Sayın Bakan ve Sayın Hükûmet, size sesleniyorum: Dönemin Başbakanı Sayın Recep Tayyip Erdoğan, şu andaki Başbakan Davutoğlu, ilgili bakanlar ve Hükûmetin yetkilileri mikrofonların karşısına geçtikleri zaman her ile üniversite açmakla övünüyorlar. Şimdi, bir planlamayı doğru yapmazsanız, doğru yürütmezseniz insanları sıkıntıya sokarsınız. O fakültelere -örneğin ziraat fakültesi, yüzlerce ziraat fakültesi açmışsınız- o Anadolu'nun garip insanları ailelerinin kıt imkânlarıyla, okumak gayesiyle gidiyorlar. Gittikten sonra, bu çocuklar, bu gençlerimiz görev alabilecekleri bir alan arıyorlar. Siz şimdi, Hükûmet olarak bu gençlerimizin önünü açacak bir alanı bulmadıktan sonra, oluşturduğunuz yandaş medya marifetiyle televizyonlara çıkıp veya miting meydanlarında "Şu kadar fakülte açtık, şu kadar üniversite açtık, bizim zamanımızda şunlar oldu..." Ya oldu da ne oldu? Oradan çıkan çocukların hepsi bugün iş ve aş derdindeler. Size de geliyordur Sayın Bakan, iktidar partisinin milletvekillerine de geliyor. Bu gençlerimize yazık değil mi? Bunlar, yetişmiş genç dimağlar, genç yaşlarında beklentilerini bulamayınca, isteklerini gerçekleştiremeyince, edindikleri eğitimin hakkını vermek amacıyla hizmet edebilecekleri alanı bulamayınca mutsuz insanlar oluyorlar. Bunlar atanmayı bekliyor. Tabii, sizin şöyle bir rahatlığınız var, Hükûmet mensuplarına ve iktidar partisi mensuplarına söylüyorum: Sizin işiniz kolay; çocuklarınızı, yakınlarınızı, yandaşlarınızı "VIP kadro" adı altında özel kadrolardan kadrolara alıyorsunuz yani bu noktada binlerce örnek var. Bununla yetinmiyorsunuz, devletin özel kuruluşlarında 5-6 milyar maaş alacak yerlere geçirebiliyorsunuz ama bu ülkede binlerce işsiz genç var aş derdinde, iş derdinde, anası babası sağdan soldan borç almış, kredi çekmiş, çocuğunu okutmanın derdine düşmüş, beş yıldır, on yıldır çocuğu iş bulamıyor, kız alamayacak hâle gelmiş yani bunu popülist bir söylem olarak değerlendirmeyin. Gidin, o işsiz gençlerin bir derdiyle dertlenin. Bunlara kim çözüm bulacak? Yani, böyle bir anlayış olabilir mi? Yani, sizin derdiniz olmayabilir, yakınlarınızın derdi olmayabilir, siz onları özel kadrolardan işe alabilirsiniz ama milletin çocuğuna "Ankara'ya gel, karda kışta KPSS'ye gir..." Yok efendim "Fırsat eşitliği, adalet..."

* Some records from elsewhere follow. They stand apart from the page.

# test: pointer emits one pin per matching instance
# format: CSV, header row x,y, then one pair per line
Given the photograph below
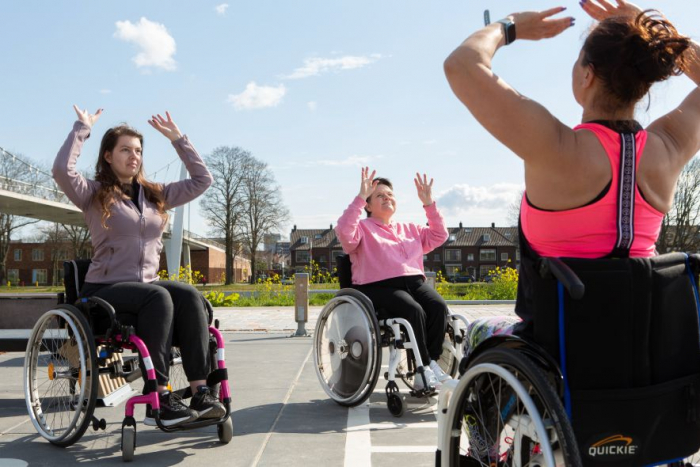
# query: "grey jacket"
x,y
129,250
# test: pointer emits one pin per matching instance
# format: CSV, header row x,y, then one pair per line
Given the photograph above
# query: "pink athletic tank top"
x,y
591,231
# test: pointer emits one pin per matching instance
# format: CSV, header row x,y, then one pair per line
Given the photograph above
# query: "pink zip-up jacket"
x,y
129,250
378,251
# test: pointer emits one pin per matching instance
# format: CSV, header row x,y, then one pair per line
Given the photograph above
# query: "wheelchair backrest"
x,y
74,277
344,268
630,356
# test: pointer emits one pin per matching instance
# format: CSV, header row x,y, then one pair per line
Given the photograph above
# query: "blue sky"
x,y
314,88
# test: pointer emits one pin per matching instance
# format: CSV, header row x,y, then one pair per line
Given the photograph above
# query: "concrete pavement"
x,y
281,415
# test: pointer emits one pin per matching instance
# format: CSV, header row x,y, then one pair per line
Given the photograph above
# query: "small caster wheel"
x,y
128,443
225,430
100,424
395,405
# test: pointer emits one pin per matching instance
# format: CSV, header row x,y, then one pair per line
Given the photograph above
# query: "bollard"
x,y
430,279
301,303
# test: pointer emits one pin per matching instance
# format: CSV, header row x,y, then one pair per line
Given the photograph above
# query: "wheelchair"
x,y
566,395
71,360
348,342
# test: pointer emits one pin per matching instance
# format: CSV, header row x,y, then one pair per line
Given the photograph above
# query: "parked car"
x,y
462,279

Sayın Başbakan geçen hafta rekabet koşulları ve şeffaflık diye bir paket açıklıyor. Bu nasıl pakettir Sayın Bakan, Sayın Başbakan? Garip gurebanın, fakir fukaranın çocuğu rekabet edecek, onlar koşturacaklar zor şartlar altında, karda kışta, o atanamayan mühendisler, öğretmenler, mimarlar, gençler koşturacaklar, rekabet edecekler, bu rekabetin sonucunda yine hedefe ulaşmakta zorlanacaklar ama AKP yandaşları, bakan çocukları, milletvekili çocukları hiçbir rekabete girmeden özel kadrolara atanacaktır. Bu yazıktır, günahtır. Bu ülkeye yazıktır. Bu millete yazıktır. Bunların iyi değerlendirilmesi gerektiğini düşünüyorum. Ülkenin kaynaklarını doğru kullandığınız zaman, bu ülkede herkese yetecek iş ve aşın sağlanması gerekiyor.

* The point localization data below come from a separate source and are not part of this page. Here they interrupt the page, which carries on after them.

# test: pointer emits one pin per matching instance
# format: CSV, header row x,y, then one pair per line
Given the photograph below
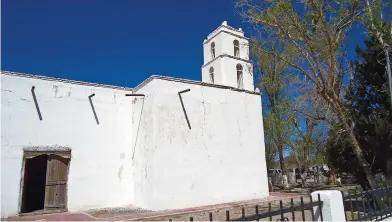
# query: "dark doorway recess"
x,y
44,185
34,184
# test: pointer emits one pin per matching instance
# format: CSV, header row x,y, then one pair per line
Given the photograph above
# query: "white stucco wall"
x,y
220,159
100,166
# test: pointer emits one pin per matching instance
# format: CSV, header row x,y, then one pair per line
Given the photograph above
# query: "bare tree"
x,y
314,35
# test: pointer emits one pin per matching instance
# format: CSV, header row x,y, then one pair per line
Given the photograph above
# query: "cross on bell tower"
x,y
226,58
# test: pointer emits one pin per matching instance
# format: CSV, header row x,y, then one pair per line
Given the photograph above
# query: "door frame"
x,y
29,153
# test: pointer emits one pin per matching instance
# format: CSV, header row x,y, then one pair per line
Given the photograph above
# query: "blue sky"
x,y
117,42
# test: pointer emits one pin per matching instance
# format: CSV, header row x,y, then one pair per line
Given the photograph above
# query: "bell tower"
x,y
226,58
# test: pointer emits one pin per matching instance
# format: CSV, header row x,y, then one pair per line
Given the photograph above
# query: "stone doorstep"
x,y
207,208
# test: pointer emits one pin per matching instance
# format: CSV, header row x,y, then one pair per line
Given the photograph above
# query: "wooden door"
x,y
56,183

Şeffaflıktan bahsediyorsunuz; üç aydır, dört aydır kaçak sarayla ilgili Meclis kürsüsünden soruyoruz, soru önergeleri veriyoruz, diyoruz ki: "Bu israf sarayına, haram sarayına ne kadar para harcanmıştır, ne harcanmıştır, kaç trilyon, katrilyon para harcanmıştır, hangi ödenekten verilmiştir, TOKİ'nin kaynakları buraya aktarılmış mıdır?" Bir rakam yok. Biri diyor ki "2 katrilyon"; biri çıkıyor, açıklama yapıyor "4 katrilyon"; biri çıkıyor, açıklama yapıyor: "8 katrilyon." Yani, Sayın Bakanı da, bizi de ilgilendirdiği için söylüyorum. Tutuyorlar, bu saraya Almanya'dan, bu ülkede yetişen akçaağacından ıhlamuruna, akasyasına kadar, 200 tır ağaç ithal ediyorlar ve bu paraları Almanya'ya veriyorlar. Graniti bilmem şeyden getiriyorlar, özel granitler, özel kadehler, şunlar bunlar...

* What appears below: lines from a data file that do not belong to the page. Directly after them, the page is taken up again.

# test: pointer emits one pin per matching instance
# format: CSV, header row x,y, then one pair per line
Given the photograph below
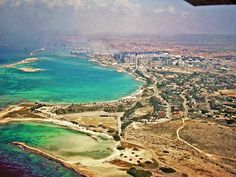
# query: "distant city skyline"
x,y
45,18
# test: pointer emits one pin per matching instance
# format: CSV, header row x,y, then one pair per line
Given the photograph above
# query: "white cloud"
x,y
169,9
119,5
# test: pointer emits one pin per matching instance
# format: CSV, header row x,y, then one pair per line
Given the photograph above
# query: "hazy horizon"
x,y
32,20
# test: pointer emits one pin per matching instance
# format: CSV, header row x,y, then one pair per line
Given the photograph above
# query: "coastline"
x,y
78,169
75,167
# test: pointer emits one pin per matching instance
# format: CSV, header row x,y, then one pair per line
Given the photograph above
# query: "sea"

Değerli Hükûmet ve değerli milletvekilleri; bakın, bu ülkede iş bekleyen, aş bekleyen vatandaşlarımız var. Gelin, bu kaynakları israf edene kadar, şatafata harcayana kadar, lükse harcayana kadar o kaçak saraya harcanan paranın -açık söylüyorum- yüzde 1'i, hatta binde 1'i, bu atanamayan ziraat mühendislerini, gıda mühendislerini, veterinerleri atasanız o rakamdan daha az bir ödeneğimiz gider ve bu ülkenin tarımına katkısı olur, bu ülkenin hayvancılığına katkısı olur. Bugün tarım ve hayvancılık kan ağlıyor, çiftçimiz kan ağlıyor, tarım her geçen gün geriye gidiyor. Yani, bunları görmeyeceğiz mi, görmezlikten mi geleceğiz? Milletimiz bu sıkıntıyı çekerken, milyonlarca çiftçi bu sıkıntıyı çekerken, atama bekleyen insanlar varken bizler tuzumuz kuru olarak günü gün edeceğiz, anca televizyonlarda, mikrofonlarda nutuk atarak millete vaatlerde bulunacağız, nasihatlerde bulunacağız(!)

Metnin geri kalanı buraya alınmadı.